The practice lasted from the 13th to the 20th Century.

A team of researchers from York and elswhere used a technique pioneered in York known as ZooMS, or Zooarchaeology by Mass Spectrometry, to identify which animals the parchment used for legal documents came from.

Co-author of the new study Prof Jonathan Finch of the Department of Archaeology said: “What our research reveals is that there was a sophisticated understanding of the properties of different products and that these could be exploited.

"In the case of sheepskin parchment, its properties were used to prevent fraud by the surreptitious alteration of important legal documents. The structure of the skin clearly showed up any attempt to erase or alter the original text."

York Press:

Prof Jonathan Finch

Sheep deposit fat in between the various layers of their skin. During parchment manufacture, the skin is submerged in lime, which draws out the fat leaving voids between the layers.

Attempts to scrape off the ink would result in these layers detaching - known as delamination - leaving a visible blemish highlighting any attempts to change any details.

Surviving historical texts also record the use of sheepskin as an anti-fraud device.

The 12th century text Dialogus de Scaccario - written by Richard FitzNeal, Lord Treasurer during the reigns of Henry II and Richard I - instructs the use of sheepskin for royal accounts as “they do not easily yield to erasure without the blemish being apparent”.

In the 17th century when paper was common, Chief Justice Sir Edward Coke wrote of the necessity that legal documents were written on parchment “for the writing upon these is least liable to alterations or corruption.”

The new findings are reported in a paper, 'Scratching the Surface: the use of sheepskin parchment to deter textual erasure in early modern legal deeds', published in the journal Heritage Science.

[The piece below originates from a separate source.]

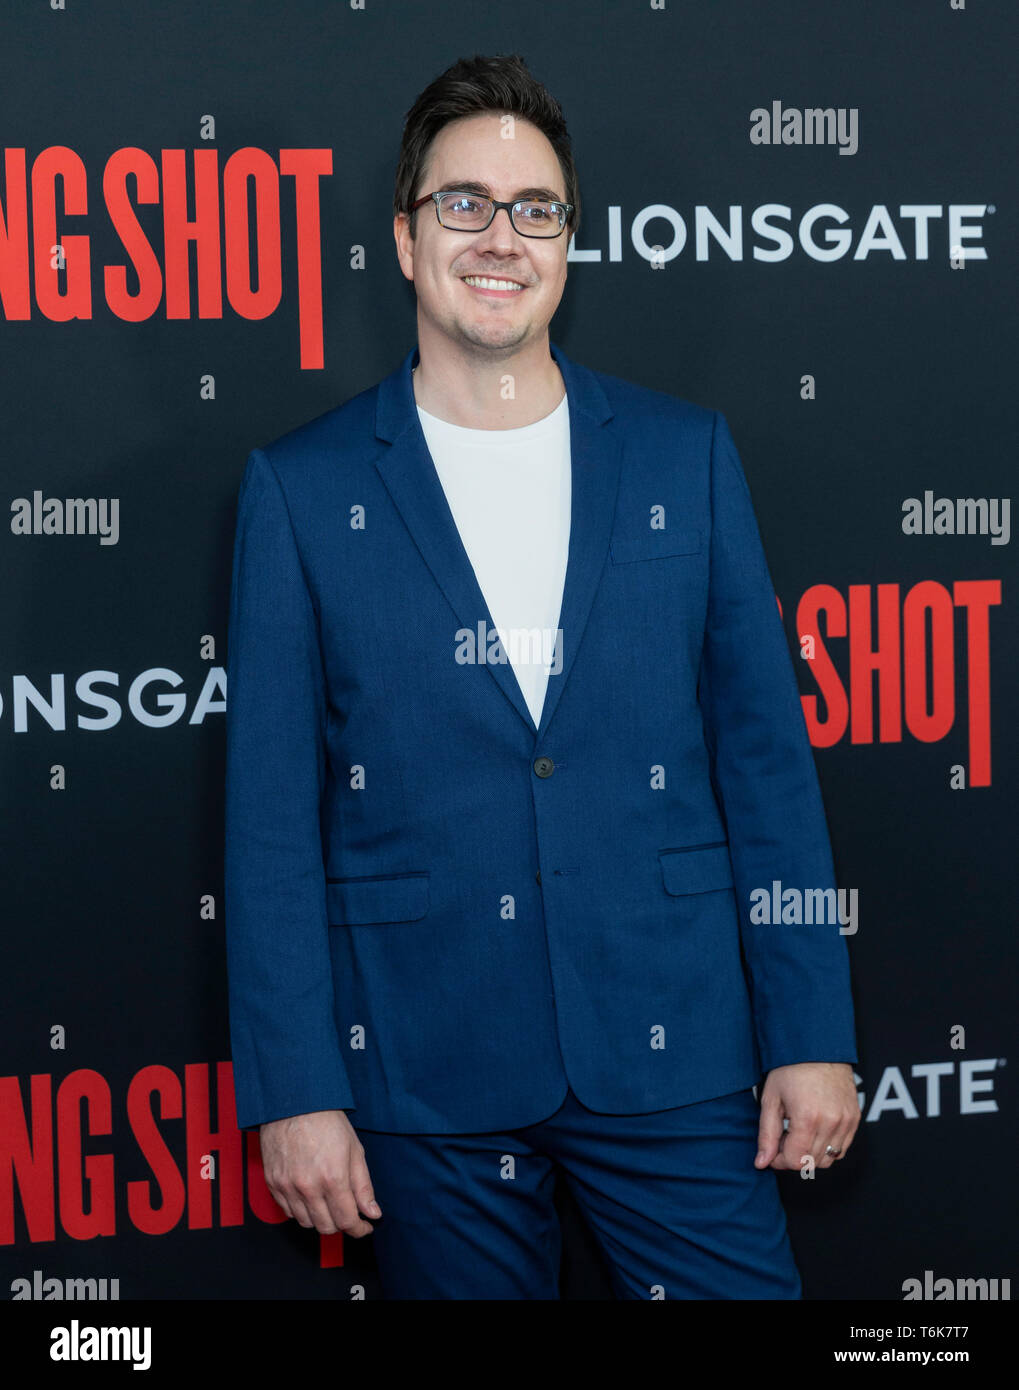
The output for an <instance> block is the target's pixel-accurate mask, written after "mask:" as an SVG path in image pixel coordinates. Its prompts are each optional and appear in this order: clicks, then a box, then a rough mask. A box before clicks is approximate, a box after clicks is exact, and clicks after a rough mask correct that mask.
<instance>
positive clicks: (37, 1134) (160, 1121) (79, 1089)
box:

Dr Sean Doherty, an archaeologist from the University of Exeter who led the study, said: “Lawyers were very concerned with authenticity and security, as we see through the use of skins.”

Because they are so durable, millions of old legal documents survive in British archives and private collections, but they are often neglected because of their supposed lack of historic value.

Many were discarded, burnt, or even repurposed into lamp shades during the 20th century after the Land Registry Act of 1925 meant they didn’t need to be kept by owners or lawyers.

Until now so little was known about these documents, many were incorrectly catalogued as calfskin vellum, when they were actually made of sheepskin parchment.